Let $f$ be a continuous function from $\mathbb R$ to $\mathbb R$ (where $\mathbb R$ is the set of all real numbers) that satisfies the following property: For every natural number $n$
$f(n) =$ the smallest prime factor of $n$. For example, $f(12) = 2$, $f(105) = 3$. Calculate the following.
(a) $\lim_\limits{x→∞} f(x)$.
(b) The number of solutions to the equation $f(x) = 2016$.
Is the following reasoning correct for the a part? ' As there are infinite primes, if we assume that ∞ is a prime number, then $f(x)$= $∞$, thus $\lim_{x→∞}$ does not exist.'
In the b part the answer can be obtained by using intermediate value theorem, but shouldn't $f(x)$ not be equal to $2016$ as it is a composite number?

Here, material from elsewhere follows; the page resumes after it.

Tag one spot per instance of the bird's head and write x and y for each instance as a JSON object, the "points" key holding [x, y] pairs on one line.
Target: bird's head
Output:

Here's the link to the original question Question Paper
Part A - 9th question.
(a) Your argument is not ok. $\infty$ is not a prime. However, there are arbitrarily large $x$ where $f(x)=2$ and arbitrarily large $x$ where $f(x)=3$ (think of $x=2^n$ and $x=3^n$, for example). Hence $\lim_{x\to\infty}f(x)$ cannot exist.
(b) Between $x_n=2017^n$ where $f(x_n)=2017$ and the even number $x_n+1$ where $f(x_n+1)=2$, the continuity of $f$ guarantees the existence of at least one point $y_n$ where $f(y_n)=2016$. Hence there are infinitely many solutions.